The FY19 IPPS Proposed Rule contains a section for requirements for hospitals to make public a list of their standard charges via the internet. This section of the proposed rule revisits a reminder contained in the FY15 IPPS Proposed Rule and ultimately the initial calls for transparency in the Affordable Care Act (specifically, 2718(e) of the Public Health Service Act). That language required hospitals to “either make public a list of their standard charges (whether that be the chargemaster itself or in another form of their choice) or their policies for allowing the public to view a list of those charges in response to an inquiry.”

It is no surprise that the CMS is attempting to continue this national dialogue as many providers still struggle with how to effectively improve price transparency. In fact, our firm has conducted national provider surveys on how hospitals are approaching price transparency and the areas that tend to receive the most price inquiries from patients. The results of those surveys have been transferred into HFMA-related publications. What we’ve found is that the vast majority of hospitals are complying with the ACA transparency language by providing a means for patients to request pricing information – but not – through public display of pricing information via a website or some other form.

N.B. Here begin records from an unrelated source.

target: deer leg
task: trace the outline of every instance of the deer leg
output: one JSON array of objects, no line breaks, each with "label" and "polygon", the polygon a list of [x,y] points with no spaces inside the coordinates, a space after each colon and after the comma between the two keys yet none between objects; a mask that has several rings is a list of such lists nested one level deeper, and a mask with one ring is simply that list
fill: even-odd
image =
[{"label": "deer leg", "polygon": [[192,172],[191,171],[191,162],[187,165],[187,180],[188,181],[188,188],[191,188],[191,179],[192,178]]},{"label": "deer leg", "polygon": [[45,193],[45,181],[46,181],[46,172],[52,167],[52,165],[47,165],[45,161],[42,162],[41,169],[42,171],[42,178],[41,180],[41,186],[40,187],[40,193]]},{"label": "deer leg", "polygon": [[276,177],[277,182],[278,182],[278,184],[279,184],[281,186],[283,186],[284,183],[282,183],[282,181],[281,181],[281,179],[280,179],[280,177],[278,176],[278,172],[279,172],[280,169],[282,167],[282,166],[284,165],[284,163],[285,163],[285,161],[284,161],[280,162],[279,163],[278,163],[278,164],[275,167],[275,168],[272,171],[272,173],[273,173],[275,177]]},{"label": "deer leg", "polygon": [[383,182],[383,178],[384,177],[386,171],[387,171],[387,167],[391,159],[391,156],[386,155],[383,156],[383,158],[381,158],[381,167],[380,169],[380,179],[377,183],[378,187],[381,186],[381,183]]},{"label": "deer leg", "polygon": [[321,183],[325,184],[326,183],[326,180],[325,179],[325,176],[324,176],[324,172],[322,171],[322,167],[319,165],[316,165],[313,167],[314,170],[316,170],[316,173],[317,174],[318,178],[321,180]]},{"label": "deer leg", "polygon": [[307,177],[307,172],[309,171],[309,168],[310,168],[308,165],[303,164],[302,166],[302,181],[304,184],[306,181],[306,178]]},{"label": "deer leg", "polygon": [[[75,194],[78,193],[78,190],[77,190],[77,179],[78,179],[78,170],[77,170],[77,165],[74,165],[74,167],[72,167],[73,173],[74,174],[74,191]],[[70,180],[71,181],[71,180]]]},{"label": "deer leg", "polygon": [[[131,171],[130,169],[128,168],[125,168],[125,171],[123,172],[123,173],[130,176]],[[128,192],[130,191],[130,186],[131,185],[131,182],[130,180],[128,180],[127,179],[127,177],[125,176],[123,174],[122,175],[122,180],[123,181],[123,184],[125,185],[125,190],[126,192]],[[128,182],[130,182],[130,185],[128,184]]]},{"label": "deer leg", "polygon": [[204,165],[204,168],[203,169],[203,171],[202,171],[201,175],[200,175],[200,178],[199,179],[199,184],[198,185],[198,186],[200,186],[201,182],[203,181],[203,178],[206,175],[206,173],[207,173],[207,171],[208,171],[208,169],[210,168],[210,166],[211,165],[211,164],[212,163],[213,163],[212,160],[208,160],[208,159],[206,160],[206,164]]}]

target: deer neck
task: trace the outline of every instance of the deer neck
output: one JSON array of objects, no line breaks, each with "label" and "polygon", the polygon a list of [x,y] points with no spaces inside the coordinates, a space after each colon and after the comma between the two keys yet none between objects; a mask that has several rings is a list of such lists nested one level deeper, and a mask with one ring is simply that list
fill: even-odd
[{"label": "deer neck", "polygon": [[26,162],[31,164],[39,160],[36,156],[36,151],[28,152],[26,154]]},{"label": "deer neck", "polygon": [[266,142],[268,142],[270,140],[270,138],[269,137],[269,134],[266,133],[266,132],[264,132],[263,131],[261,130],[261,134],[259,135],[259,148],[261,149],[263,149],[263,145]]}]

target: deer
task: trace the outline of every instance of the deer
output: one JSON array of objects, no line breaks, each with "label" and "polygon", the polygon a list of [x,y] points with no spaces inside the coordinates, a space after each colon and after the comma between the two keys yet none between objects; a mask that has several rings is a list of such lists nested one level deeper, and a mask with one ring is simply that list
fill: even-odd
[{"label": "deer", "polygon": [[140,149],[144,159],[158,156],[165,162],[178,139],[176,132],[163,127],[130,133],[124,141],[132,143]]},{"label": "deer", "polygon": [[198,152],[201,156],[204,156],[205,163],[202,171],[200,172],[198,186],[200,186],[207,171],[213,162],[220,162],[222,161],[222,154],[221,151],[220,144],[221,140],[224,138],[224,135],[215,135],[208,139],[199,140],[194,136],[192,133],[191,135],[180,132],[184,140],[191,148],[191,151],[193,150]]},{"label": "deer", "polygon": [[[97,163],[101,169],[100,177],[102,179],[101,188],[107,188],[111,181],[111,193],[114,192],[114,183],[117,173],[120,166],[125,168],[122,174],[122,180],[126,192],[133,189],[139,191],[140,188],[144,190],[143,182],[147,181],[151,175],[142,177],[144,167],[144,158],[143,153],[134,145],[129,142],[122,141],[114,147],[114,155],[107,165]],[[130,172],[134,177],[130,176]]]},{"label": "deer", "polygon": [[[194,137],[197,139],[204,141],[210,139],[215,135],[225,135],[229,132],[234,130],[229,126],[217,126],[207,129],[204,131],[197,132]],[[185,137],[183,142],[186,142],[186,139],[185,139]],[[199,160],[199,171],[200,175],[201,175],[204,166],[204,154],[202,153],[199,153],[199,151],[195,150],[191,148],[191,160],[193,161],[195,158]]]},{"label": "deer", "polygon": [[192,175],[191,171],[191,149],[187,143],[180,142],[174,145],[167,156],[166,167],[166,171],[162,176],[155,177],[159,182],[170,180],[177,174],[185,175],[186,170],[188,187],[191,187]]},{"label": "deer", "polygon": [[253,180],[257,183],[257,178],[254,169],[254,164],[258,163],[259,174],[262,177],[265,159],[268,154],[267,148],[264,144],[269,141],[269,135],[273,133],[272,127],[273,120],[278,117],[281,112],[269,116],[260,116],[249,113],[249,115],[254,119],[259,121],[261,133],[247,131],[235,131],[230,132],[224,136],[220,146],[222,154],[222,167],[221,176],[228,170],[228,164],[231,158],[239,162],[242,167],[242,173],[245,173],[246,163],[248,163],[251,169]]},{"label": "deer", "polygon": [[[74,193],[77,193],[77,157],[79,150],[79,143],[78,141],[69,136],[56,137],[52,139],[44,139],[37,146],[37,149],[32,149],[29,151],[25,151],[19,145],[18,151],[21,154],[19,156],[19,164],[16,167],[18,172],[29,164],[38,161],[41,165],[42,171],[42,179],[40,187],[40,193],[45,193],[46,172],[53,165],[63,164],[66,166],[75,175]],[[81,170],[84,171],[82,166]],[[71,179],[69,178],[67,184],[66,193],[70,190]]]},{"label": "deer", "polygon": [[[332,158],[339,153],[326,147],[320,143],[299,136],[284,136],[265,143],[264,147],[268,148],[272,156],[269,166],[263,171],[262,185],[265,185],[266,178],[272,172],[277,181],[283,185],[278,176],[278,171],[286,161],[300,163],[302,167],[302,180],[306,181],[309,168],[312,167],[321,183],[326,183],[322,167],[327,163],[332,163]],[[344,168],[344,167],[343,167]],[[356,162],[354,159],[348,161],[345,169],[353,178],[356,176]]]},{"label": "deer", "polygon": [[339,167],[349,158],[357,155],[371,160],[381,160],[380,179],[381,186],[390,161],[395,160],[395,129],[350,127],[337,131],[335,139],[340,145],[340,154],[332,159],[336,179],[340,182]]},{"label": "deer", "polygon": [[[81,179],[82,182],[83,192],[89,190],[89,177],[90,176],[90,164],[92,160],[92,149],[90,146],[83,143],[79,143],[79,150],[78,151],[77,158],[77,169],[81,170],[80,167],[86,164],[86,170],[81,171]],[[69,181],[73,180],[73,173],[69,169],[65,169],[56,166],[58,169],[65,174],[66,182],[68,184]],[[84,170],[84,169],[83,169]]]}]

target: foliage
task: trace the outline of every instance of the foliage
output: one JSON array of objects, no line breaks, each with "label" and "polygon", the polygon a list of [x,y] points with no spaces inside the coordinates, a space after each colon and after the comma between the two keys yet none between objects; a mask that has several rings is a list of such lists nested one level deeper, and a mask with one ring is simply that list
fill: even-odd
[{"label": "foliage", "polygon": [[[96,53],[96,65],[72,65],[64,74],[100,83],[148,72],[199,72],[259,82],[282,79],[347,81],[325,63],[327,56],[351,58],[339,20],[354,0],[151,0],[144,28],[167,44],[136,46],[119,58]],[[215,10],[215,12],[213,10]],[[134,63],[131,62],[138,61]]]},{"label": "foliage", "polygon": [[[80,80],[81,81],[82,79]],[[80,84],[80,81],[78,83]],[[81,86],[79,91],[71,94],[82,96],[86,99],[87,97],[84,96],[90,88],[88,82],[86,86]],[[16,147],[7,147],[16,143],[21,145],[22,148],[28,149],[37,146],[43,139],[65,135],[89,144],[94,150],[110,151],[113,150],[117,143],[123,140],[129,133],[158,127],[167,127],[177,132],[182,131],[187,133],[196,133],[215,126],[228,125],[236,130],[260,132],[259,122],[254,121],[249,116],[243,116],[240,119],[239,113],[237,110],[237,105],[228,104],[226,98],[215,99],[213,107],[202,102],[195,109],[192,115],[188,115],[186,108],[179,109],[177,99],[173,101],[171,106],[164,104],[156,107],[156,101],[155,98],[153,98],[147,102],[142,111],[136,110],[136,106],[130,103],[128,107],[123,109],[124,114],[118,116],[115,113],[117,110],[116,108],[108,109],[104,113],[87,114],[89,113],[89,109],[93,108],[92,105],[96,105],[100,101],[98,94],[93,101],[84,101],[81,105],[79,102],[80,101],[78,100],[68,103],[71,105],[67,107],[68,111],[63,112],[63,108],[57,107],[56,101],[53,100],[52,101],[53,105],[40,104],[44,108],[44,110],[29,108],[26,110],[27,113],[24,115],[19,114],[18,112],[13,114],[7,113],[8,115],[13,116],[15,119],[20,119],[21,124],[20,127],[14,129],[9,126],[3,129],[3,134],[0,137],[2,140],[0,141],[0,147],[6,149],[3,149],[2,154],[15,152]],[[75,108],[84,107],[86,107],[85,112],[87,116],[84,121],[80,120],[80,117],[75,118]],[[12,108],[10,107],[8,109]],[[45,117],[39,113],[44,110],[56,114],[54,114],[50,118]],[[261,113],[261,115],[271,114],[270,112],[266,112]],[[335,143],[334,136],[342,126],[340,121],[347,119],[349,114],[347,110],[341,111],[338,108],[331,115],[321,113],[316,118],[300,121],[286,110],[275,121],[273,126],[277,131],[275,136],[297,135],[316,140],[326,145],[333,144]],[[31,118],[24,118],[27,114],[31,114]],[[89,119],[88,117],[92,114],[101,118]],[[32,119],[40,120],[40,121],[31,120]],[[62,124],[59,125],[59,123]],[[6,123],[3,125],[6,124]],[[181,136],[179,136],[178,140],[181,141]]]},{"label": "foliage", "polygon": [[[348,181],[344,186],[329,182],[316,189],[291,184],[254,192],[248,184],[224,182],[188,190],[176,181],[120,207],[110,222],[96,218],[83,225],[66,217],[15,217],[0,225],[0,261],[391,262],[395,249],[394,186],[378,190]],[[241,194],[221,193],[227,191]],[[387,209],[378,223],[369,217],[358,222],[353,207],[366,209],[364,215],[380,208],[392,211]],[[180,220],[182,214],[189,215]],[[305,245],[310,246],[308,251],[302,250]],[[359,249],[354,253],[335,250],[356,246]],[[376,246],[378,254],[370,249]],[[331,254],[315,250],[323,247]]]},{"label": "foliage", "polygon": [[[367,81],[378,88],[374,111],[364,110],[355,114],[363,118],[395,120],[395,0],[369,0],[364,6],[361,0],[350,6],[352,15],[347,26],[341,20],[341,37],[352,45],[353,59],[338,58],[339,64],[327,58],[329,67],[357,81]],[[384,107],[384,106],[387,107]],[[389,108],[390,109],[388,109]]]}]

As a result, the FY19 IPPS Proposed Rule indicates that as of January 1, 2019 guidelines will be updated to require hospitals to make prices available via the internet. In addition, the proposed rule requests input on several price transparency definitions, methods, and measures. The purpose of this paper is to provide hospitals with language that can be used to respond to the CMS. We have submitted this as an official comment, however, we believe multiple voices should be heard so we are providing our thoughts as a resource.